In sharp contrast to the Carrarese contest, M5S lost the Asti run-off ballot to the centre-right by 45.1% to the victors’ 54.9%6, so M5S’s own harvest of municipalities in the June 2017 local elections has been meagre - it won eight out of 10 run-off ballots, mainly in insignificant localities, and lost in the only capoluogo - Asti - in which it scraped into the run-off by a handful of votes on a recount. Nonetheless, according to the Istituto Cattaneo, M5S - or, to be more precise, 32.1% of its first-round voters - helped the centre-right to victory in many such second-round ballots. Although about half of M5S first-round voters abstained in run-offs between left and right, very few M5S supporters switched leftwards. And, one is bound to add, the incessant racist rhetoric of Beppe Grillo, Luigi Di Maio, Virginia Raggi and others - along with M5S’s disgraceful alignment with the Lega Nord in the Senate against the PD-sponsored ius soli 7 - has contributed to the climate that made possible the election of a neo-fascist mayor of Pistoia and an Islamophobic one in Sesto San Giovanni.
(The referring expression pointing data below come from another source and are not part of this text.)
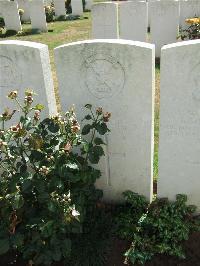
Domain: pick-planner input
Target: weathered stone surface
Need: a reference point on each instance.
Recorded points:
(9, 11)
(133, 20)
(88, 4)
(37, 15)
(164, 17)
(105, 21)
(179, 148)
(111, 74)
(26, 65)
(77, 7)
(59, 6)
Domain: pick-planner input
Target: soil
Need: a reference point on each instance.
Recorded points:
(115, 257)
(192, 250)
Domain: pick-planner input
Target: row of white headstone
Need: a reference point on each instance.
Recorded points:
(119, 75)
(129, 20)
(34, 11)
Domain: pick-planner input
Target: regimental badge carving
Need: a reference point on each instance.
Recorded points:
(10, 76)
(104, 76)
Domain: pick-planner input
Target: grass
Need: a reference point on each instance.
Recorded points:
(71, 31)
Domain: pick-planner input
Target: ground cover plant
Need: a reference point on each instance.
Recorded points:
(47, 190)
(156, 228)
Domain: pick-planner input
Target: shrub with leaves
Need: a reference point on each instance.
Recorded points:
(47, 179)
(159, 230)
(193, 31)
(50, 12)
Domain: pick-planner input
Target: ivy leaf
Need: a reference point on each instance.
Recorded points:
(86, 147)
(98, 150)
(86, 129)
(57, 254)
(93, 158)
(66, 247)
(17, 201)
(4, 246)
(88, 106)
(88, 117)
(39, 107)
(99, 141)
(53, 127)
(102, 128)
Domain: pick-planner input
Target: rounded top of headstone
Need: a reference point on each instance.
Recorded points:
(24, 43)
(110, 41)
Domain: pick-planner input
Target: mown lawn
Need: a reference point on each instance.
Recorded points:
(75, 30)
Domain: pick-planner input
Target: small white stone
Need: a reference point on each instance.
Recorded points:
(179, 147)
(37, 15)
(105, 21)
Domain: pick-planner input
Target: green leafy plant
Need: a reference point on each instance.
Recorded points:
(193, 31)
(47, 179)
(50, 12)
(160, 229)
(2, 22)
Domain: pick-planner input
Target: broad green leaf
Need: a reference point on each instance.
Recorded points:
(39, 107)
(102, 128)
(86, 129)
(98, 141)
(4, 246)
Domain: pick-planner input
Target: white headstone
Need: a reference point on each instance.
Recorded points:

Renzi’s obstinacy in rejecting any notion of a broad centre-left coalition of the type currently advocated by his social democratic internal opponent, Andrea Orlando, and by former premier Romano Prodi, who twice headed such broad coalitions (in 1996 and 2006), as well as by the PD’s founding leader, Walter Veltroni, seems to be leading the PD to electoral disaster - not just in this year’s municipal contests, but, more importantly, in next year’s national one.

Whilst pragmatists - and not just those with genuine social democratic inclinations - can see that a shrinking and isolated PD will lose in a three-sided contest with M5S and a resurgent traditional right, Renzi’s arrogance should not be underestimated. It is not a good sign that current PD premier Paolo Gentiloni, usually a calmer and more rational figure than Renzi, over whom he generally exerts some restraining influence, gave an interview after June 8 in which he dismissed Jeremy Corbyn along with Bernie Sanders as “losers”.

Pigs will fly before Renzi’s neo-Blairite PD scores 40% in any general election.


1.‘Grillo and M5S humiliated’ Weekly Worker June 22.

This is shorthand for localities generally, and often continuously, controlled by the old Partito Comunista Italiano (PCI) between 1945 and 1991.

3. For some strange reason, Italians have for decades used the English-language phrase, ‘far west’ to describe what Americans call the ‘wild west’.

4. In any event, Giovanni Toti, the Forza Italia president of the Ligurian region, of which Genoa is the capital, is notoriously soft on theLega, and increasingly impatient with Silvio Berlusconi’s apparent desire to move Forza Italia into the mainstream of Italian Christian Democracy and away from Marine Le Pen’s Italian fan club in the Legaand FdI.

5. In the days of the cold war, Lucca was regarded as the one ‘white’ (ie, Christian Democratic) city in a ‘red’ region.

6. By and large, M5S does better in run-offs against centre-left candidates, and goes down to defeat against centre-right opponents.

7. This is a draft law giving Italian-born children of immigrants Italian citizenship on certain conditions. The Lega tabled thousands of amendments as a filibustering strategy in the Senate, but it remains to be seen whether the PD will defy the current surge of racism evident in the local elections and force the issue with a vote of confidence.